The conditions have further strained an island nation that for years has endured an economic crisis, rolling blackouts and shortages of food and medicine.
Trump recently said he had “no problem“ with the arrival of a Russian tanker with crude oil, saying he didn’t think it would help prop up the Cuban government. It was the first tanker to dock in three months. Russia said it is preparing a second oil shipment to the island.
But that wasn’t enough as the Cuban government and residents decry the current oil shortage and lack of other basic necessities, which Díaz-Canel and other officials have blamed on the more than 50-year-old U.S. economic embargo.
The Trump administration has pushed back on Cuba’s previous statements. Rubio said on March 27 that there “is no naval blockade around Cuba” and the reason Cuba doesn’t have any fuel “is because it wants it for free and people don’t give away oil and fuel for free unless it was the Soviet Union subsidizing them or Maduro subsidizing them.”
Díaz-Canel blamed U.S. policies for the current state of the countries’ relationship.

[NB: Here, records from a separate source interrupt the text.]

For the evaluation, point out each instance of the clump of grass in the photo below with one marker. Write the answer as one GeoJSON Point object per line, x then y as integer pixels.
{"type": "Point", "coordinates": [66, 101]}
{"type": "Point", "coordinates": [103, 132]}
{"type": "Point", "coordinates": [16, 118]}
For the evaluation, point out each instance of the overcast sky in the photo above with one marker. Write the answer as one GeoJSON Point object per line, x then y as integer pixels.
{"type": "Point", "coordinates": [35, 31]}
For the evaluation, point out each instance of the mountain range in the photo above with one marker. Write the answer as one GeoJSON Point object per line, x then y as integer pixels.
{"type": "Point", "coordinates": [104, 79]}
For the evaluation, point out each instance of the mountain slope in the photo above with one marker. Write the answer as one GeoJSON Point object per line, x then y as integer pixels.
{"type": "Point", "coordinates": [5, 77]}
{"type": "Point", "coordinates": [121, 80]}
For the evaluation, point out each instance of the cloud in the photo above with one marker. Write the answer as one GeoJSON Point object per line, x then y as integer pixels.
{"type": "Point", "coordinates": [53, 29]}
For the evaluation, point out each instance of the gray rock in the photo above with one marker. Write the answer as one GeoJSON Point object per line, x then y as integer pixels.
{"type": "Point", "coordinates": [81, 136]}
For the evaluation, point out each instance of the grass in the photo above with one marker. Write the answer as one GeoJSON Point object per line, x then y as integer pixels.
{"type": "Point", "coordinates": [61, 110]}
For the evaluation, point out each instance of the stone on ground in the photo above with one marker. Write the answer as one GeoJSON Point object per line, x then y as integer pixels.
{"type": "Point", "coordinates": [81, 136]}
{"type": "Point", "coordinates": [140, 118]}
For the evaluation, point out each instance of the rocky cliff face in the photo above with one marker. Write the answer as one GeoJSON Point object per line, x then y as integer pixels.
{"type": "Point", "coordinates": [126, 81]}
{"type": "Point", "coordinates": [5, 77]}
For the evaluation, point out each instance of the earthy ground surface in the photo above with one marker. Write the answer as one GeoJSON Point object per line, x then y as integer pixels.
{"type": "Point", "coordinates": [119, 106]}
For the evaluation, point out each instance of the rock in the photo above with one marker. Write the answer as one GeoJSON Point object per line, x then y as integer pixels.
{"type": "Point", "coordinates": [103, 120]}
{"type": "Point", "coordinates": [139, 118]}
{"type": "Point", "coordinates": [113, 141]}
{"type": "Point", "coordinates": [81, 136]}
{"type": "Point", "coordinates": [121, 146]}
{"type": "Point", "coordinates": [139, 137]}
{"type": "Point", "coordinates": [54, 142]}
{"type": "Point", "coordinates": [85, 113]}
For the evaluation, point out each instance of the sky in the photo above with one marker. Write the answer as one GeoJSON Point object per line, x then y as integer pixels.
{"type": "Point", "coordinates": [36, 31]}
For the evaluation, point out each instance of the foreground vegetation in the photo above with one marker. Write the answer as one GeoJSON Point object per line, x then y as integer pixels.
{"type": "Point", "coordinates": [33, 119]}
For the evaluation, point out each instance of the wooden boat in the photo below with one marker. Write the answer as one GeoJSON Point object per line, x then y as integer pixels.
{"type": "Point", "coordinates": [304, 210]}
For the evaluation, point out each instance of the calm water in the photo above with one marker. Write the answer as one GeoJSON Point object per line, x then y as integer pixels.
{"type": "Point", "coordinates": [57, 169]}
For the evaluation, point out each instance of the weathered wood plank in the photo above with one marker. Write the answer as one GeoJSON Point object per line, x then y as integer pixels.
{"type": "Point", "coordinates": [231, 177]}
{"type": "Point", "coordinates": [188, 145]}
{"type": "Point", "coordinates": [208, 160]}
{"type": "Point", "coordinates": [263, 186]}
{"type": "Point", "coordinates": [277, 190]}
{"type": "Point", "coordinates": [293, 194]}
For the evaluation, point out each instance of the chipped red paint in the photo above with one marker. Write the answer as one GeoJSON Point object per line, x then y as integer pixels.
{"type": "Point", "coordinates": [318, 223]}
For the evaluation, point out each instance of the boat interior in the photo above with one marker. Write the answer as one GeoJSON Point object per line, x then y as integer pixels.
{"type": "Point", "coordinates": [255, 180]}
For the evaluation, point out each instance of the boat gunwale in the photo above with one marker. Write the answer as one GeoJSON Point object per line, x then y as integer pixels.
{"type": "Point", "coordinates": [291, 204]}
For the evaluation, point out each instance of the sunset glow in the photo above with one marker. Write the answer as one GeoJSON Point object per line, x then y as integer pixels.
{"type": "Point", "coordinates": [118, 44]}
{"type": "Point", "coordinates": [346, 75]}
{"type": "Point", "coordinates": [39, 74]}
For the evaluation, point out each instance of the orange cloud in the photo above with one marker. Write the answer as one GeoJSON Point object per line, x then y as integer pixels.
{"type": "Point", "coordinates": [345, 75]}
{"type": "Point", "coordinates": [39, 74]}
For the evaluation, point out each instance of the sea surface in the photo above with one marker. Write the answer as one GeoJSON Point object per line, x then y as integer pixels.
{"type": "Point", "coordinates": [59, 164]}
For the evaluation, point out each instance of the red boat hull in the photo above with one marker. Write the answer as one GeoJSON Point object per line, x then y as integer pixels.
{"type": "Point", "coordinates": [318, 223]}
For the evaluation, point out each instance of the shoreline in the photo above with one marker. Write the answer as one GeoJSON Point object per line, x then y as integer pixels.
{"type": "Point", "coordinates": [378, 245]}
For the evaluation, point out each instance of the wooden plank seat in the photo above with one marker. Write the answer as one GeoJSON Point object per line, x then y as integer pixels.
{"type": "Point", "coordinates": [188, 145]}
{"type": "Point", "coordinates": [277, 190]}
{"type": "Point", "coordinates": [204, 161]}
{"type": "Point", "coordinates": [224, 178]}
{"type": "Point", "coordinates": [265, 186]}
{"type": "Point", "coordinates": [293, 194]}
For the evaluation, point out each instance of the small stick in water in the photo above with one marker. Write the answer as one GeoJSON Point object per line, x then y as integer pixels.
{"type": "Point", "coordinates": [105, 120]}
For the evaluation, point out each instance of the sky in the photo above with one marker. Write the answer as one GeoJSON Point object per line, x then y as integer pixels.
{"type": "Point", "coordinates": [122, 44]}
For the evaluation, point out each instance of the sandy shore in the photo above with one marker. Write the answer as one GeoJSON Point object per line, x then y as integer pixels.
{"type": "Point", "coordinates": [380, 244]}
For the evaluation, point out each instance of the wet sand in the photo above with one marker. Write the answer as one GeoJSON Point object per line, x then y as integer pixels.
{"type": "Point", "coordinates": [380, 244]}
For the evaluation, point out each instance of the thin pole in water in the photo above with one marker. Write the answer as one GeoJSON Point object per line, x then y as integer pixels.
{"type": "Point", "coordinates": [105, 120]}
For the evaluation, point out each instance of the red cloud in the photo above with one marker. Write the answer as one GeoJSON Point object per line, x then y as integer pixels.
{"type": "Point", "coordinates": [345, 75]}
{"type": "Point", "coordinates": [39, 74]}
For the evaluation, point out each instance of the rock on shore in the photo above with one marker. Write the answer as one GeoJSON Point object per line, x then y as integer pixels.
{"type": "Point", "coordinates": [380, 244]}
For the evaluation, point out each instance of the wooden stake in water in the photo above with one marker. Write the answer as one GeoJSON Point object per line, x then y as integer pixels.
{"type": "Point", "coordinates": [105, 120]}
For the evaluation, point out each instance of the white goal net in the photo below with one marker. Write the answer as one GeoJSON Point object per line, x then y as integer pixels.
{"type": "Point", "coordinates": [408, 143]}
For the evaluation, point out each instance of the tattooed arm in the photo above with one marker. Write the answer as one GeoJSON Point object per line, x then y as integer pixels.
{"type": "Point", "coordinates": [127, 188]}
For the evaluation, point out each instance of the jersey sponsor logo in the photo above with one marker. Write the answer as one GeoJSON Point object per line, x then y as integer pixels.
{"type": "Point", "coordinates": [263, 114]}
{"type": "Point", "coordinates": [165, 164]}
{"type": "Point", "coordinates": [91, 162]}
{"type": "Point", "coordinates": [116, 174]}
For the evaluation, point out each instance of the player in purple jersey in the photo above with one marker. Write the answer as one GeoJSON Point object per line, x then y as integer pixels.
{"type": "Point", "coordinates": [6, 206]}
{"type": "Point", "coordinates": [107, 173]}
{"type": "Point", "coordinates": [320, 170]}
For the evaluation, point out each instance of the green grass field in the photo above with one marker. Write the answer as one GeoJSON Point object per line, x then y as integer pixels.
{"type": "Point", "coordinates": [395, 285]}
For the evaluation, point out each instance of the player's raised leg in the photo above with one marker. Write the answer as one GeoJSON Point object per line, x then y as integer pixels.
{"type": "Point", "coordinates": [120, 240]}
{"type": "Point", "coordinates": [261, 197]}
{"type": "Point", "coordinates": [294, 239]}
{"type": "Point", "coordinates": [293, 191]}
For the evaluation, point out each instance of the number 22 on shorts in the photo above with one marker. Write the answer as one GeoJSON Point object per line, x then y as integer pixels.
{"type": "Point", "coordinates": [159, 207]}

“I think the most important thing would be for them to understand and take this critical position, a sincere position, and recognize how much it has cost the Cuban people — and how much they have deprived the American people from a normal relationship with the Cuban people.”
Trump said Rubio has been in talks with Cuba, and Cuban officials have acknowledged talks without either government going into details.
Cuba’s Deputy Foreign Minister Josefina Vidal told Agence France-Press this week that talks between Cuba and the United States on de-escalating tensions are still at a “very preliminary” stage.